Let's create another sample dataset and replicate the cube()
examples in this Stackoverflow answer.
val df = Seq(
("bar", 2L),
("bar", 2L),
("foo", 1L),
("foo", 2L)
).toDF("word", "num")
The cube
function "takes a list of columns and applies aggregate expressions to all possible combinations of the grouping columns".
df
.cube($"word", $"num")
.count()
.sort(asc("word"), asc("num"))
.show()
+----+----+-----+
|word| num|count|
+----+----+-----+
|null|null| 4| Total rows in df
|null| 1| 1| Count where num equals 1
|null| 2| 3| Count where num equals 2
| bar|null| 2| Where word equals bar
| bar| 2| 2| Where word equals bar and num equals 2
| foo|null| 2| Where word equals foo
| foo| 1| 1| Where word equals foo and num equals 1
| foo| 2| 1| Where word equals foo and num equals 2
+----+----+-----+
The order of the arguments passed to the cube()
function don't matter, so cube($"word", $"num")
will return the same results as cube($"num", $"word")
.
rollup()
rollup
is a subset of cube
that "computes hierarchical subtotals from left to right".
df
.rollup($"word", $"num")
.count()
.sort(asc("word"), asc("num"))
.show()
+----+----+-----+
|word| num|count|
+----+----+-----+
|null|null| 4| Count of all rows
| bar|null| 2| Count when word is bar
| bar| 2| 2| Count when num is 2
| foo|null| 2| Count when word is foo
| foo| 1| 1| When word is foo and num is 1
| foo| 2| 1| When word is foo and num is 2
+----+----+-----+
rollup()
returns a subset of the rows returned by cube()
. rollup
returns 6 rows whereas cube
returns 8 rows. Here are the missing rows.
+----+----+-----+
|word| num|count|
+----+----+-----+
|null| 1| 1| Word is null and num is 1
|null| 2| 3| Word is null and num is 2
+----+----+-----+
rollup($"word", $"num")
doesn't return the counts when only word
is null
.
Let's switch around the order of the arguments passed to rollup
and view the difference in the results.
df
.rollup($"num", $"word")
.count()
.sort(asc("word"), asc("num"))
.select("word", "num", "count")
.show()
+----+----+-----+
|word| num|count|
+----+----+-----+
|null|null| 4|
|null| 1| 1|
|null| 2| 3|
| bar| 2| 2|
| foo| 1| 1|
| foo| 2| 1|
+----+----+-----+
Here are the rows missing from rollup($"num", $"word")

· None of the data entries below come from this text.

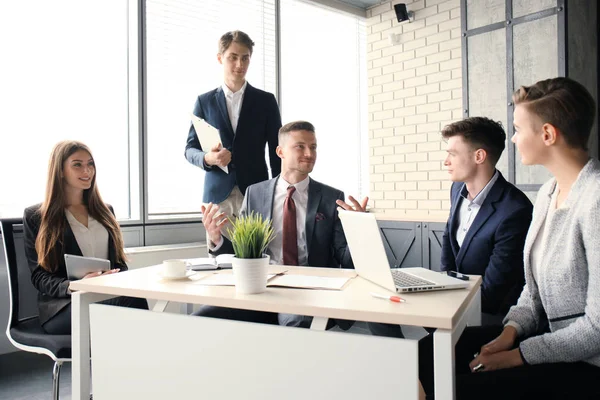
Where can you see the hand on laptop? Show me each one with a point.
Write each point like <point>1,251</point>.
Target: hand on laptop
<point>356,206</point>
<point>213,220</point>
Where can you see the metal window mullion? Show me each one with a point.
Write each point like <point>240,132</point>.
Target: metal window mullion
<point>510,82</point>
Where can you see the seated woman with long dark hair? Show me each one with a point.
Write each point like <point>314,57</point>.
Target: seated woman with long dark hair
<point>73,219</point>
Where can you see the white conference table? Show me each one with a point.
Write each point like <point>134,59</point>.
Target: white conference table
<point>449,311</point>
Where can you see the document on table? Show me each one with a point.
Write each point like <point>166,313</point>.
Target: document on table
<point>282,280</point>
<point>208,135</point>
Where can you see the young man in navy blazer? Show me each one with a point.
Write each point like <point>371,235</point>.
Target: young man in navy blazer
<point>489,219</point>
<point>247,119</point>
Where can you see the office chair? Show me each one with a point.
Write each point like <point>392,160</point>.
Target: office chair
<point>27,333</point>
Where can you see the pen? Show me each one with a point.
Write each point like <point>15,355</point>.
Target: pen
<point>395,299</point>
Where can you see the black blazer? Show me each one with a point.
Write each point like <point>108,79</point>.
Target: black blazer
<point>493,247</point>
<point>325,239</point>
<point>258,125</point>
<point>53,287</point>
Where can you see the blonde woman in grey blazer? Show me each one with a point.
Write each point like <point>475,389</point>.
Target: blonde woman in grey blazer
<point>549,346</point>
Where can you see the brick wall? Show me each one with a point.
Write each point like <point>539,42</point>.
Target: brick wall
<point>415,88</point>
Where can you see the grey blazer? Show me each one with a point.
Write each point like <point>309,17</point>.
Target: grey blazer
<point>325,239</point>
<point>567,293</point>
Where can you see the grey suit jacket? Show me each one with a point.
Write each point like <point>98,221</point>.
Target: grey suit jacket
<point>567,292</point>
<point>326,242</point>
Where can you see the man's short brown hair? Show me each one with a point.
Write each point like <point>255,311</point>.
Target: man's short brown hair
<point>480,133</point>
<point>563,103</point>
<point>294,126</point>
<point>235,36</point>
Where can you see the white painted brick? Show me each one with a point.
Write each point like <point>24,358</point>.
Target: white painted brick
<point>382,169</point>
<point>405,111</point>
<point>451,105</point>
<point>405,74</point>
<point>440,116</point>
<point>416,157</point>
<point>406,204</point>
<point>427,31</point>
<point>393,122</point>
<point>393,85</point>
<point>382,151</point>
<point>430,146</point>
<point>415,44</point>
<point>395,159</point>
<point>405,129</point>
<point>380,9</point>
<point>382,26</point>
<point>436,58</point>
<point>448,5</point>
<point>427,108</point>
<point>400,94</point>
<point>438,18</point>
<point>428,69</point>
<point>429,204</point>
<point>380,62</point>
<point>439,77</point>
<point>451,84</point>
<point>434,87</point>
<point>450,64</point>
<point>439,96</point>
<point>430,127</point>
<point>417,138</point>
<point>430,185</point>
<point>383,97</point>
<point>406,185</point>
<point>440,37</point>
<point>406,167</point>
<point>414,101</point>
<point>450,44</point>
<point>425,51</point>
<point>449,25</point>
<point>415,119</point>
<point>418,81</point>
<point>414,63</point>
<point>391,105</point>
<point>405,148</point>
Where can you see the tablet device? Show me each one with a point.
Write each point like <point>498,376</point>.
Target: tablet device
<point>78,266</point>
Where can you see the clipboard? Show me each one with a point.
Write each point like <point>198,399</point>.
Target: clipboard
<point>208,135</point>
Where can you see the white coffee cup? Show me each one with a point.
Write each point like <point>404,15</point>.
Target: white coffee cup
<point>174,268</point>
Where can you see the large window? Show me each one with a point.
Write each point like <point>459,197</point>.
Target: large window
<point>324,81</point>
<point>181,63</point>
<point>65,77</point>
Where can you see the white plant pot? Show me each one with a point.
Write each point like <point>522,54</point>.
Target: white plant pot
<point>250,274</point>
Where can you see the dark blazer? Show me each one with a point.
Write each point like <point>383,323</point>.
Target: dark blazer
<point>258,125</point>
<point>493,246</point>
<point>326,242</point>
<point>53,287</point>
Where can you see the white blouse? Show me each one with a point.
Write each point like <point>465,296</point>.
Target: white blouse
<point>93,239</point>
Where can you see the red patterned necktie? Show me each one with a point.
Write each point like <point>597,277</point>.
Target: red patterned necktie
<point>290,234</point>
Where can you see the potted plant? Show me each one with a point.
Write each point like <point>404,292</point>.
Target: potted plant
<point>250,236</point>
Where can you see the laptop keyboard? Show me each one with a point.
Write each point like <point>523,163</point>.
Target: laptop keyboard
<point>402,279</point>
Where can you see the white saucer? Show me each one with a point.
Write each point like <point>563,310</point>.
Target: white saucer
<point>176,278</point>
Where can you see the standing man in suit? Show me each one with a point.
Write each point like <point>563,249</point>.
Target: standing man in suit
<point>489,219</point>
<point>247,119</point>
<point>311,234</point>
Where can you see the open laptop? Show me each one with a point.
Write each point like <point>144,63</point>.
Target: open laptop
<point>370,261</point>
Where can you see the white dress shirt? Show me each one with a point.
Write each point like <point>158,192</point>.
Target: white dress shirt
<point>234,104</point>
<point>93,239</point>
<point>469,209</point>
<point>300,197</point>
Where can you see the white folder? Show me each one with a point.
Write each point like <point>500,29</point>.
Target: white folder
<point>208,136</point>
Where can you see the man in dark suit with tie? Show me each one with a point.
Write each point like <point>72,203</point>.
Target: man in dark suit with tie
<point>304,216</point>
<point>247,119</point>
<point>489,219</point>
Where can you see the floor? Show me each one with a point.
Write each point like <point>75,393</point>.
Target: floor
<point>28,376</point>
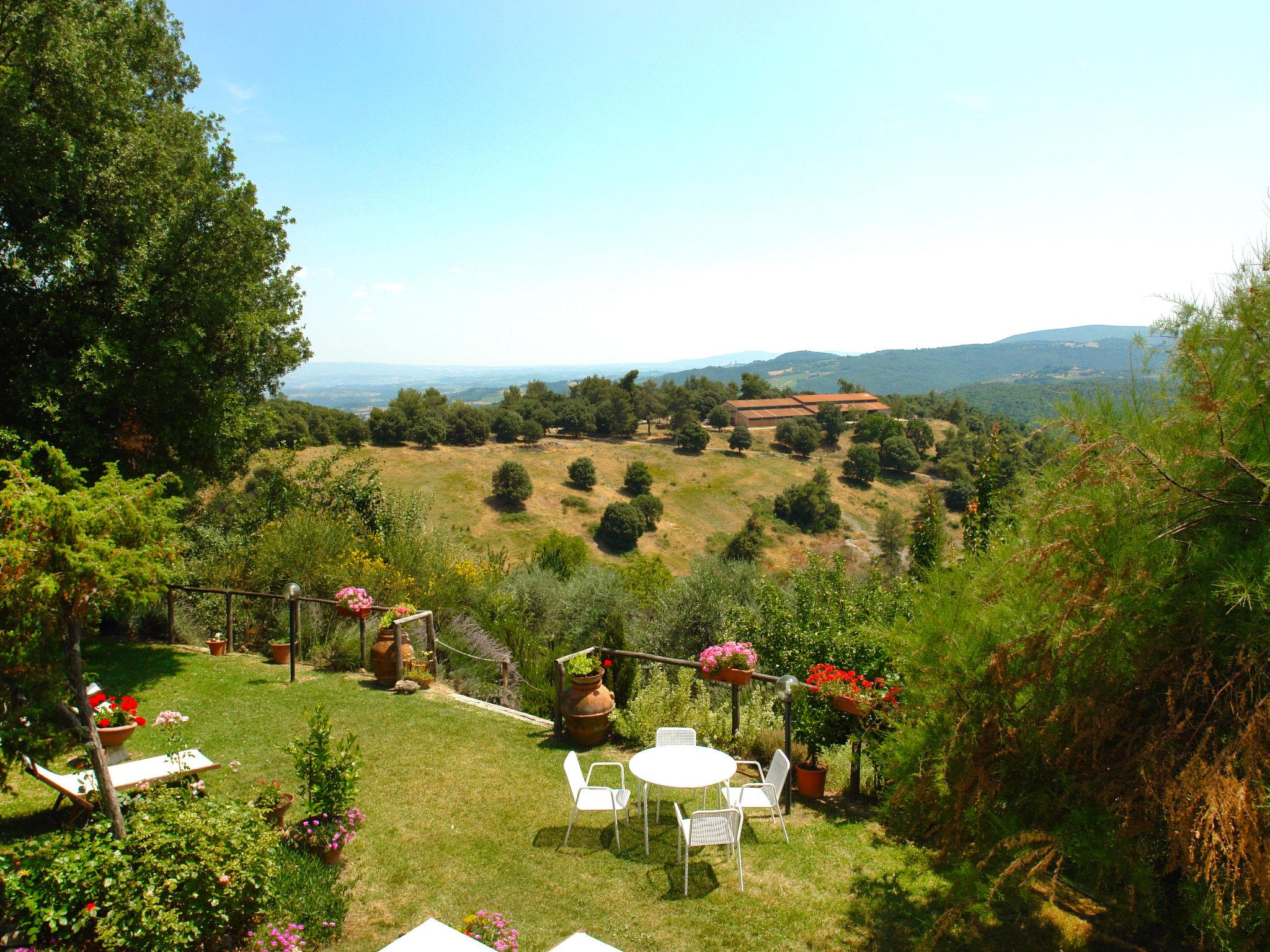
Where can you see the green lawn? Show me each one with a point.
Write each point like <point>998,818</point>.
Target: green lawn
<point>468,809</point>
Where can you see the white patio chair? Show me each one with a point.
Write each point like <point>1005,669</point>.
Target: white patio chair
<point>673,736</point>
<point>765,795</point>
<point>587,796</point>
<point>709,828</point>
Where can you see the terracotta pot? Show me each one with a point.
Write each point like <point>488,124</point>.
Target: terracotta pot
<point>587,707</point>
<point>850,705</point>
<point>384,656</point>
<point>810,780</point>
<point>113,736</point>
<point>730,676</point>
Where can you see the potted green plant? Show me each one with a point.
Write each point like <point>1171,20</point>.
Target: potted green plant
<point>588,703</point>
<point>732,662</point>
<point>116,718</point>
<point>272,801</point>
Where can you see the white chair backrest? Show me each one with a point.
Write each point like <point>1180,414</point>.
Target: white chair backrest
<point>713,827</point>
<point>573,772</point>
<point>671,736</point>
<point>779,771</point>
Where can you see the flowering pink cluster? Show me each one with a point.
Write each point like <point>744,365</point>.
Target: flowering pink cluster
<point>730,654</point>
<point>492,930</point>
<point>346,828</point>
<point>355,599</point>
<point>280,938</point>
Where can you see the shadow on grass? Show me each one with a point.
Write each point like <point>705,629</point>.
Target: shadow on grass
<point>130,667</point>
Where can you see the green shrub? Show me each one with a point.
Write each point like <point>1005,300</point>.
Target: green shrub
<point>863,462</point>
<point>561,552</point>
<point>531,431</point>
<point>693,436</point>
<point>582,472</point>
<point>652,508</point>
<point>193,870</point>
<point>308,891</point>
<point>900,454</point>
<point>639,478</point>
<point>512,483</point>
<point>809,506</point>
<point>689,702</point>
<point>621,526</point>
<point>328,771</point>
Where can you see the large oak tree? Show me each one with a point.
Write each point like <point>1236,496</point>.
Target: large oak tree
<point>148,301</point>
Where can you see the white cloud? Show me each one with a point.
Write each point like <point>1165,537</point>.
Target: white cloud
<point>967,100</point>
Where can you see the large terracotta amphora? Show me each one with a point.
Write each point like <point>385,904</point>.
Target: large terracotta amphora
<point>384,656</point>
<point>587,707</point>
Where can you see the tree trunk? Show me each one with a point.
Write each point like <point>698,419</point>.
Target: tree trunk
<point>88,728</point>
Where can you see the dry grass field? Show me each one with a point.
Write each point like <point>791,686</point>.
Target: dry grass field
<point>708,495</point>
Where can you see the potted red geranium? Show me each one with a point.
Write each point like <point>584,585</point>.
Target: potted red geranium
<point>116,718</point>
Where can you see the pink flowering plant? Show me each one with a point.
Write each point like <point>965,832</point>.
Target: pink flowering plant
<point>326,832</point>
<point>355,599</point>
<point>492,930</point>
<point>730,654</point>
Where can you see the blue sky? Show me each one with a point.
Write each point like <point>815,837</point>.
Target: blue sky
<point>494,183</point>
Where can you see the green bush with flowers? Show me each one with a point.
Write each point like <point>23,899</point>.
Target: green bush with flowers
<point>193,870</point>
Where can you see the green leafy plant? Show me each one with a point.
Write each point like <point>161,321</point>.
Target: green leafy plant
<point>328,771</point>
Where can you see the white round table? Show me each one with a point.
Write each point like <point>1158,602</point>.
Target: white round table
<point>681,767</point>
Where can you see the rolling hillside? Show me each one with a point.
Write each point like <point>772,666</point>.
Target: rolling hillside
<point>706,496</point>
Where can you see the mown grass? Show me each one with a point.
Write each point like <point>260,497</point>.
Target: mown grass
<point>708,495</point>
<point>468,810</point>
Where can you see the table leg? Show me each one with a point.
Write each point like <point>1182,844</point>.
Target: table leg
<point>646,819</point>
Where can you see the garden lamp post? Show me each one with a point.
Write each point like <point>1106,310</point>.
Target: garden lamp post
<point>291,592</point>
<point>785,692</point>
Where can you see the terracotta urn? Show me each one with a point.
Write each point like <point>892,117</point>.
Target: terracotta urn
<point>113,736</point>
<point>729,676</point>
<point>810,780</point>
<point>384,656</point>
<point>850,705</point>
<point>587,707</point>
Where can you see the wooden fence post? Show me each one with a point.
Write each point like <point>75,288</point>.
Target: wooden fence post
<point>559,705</point>
<point>735,710</point>
<point>430,628</point>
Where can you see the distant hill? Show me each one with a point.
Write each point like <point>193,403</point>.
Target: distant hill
<point>1082,334</point>
<point>938,368</point>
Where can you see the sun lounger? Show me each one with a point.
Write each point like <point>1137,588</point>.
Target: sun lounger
<point>126,776</point>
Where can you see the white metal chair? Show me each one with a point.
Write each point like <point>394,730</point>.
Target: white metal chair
<point>587,796</point>
<point>765,795</point>
<point>709,828</point>
<point>673,736</point>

compared to cube($"word", $"num")
.
+----+----+-----+
|word| num|count|
+----+----+-----+
| bar|null| 2| Word equals bar and num is null
| foo|null| 2| Word equals foo and num is null
+----+----+-----+
rollup($"num", $"word")
doesn't return the counts when only num
is null
.
Next steps
Spark makes it easy to run aggregations at scale.
In production applications, you'll often want to do much more than run a simple aggregation. You'll want to verify the correctness of your code with tests and incrementally update aggregations. Make sure you learn how to test your aggregation functions!
If you're still struggling with the Spark basics, make sure to read a good book to grasp the fundamentals.
Study the groupBy
function, the aggregate functions, and the RelationalGroupedDataset class to quickly master aggregations in Spark.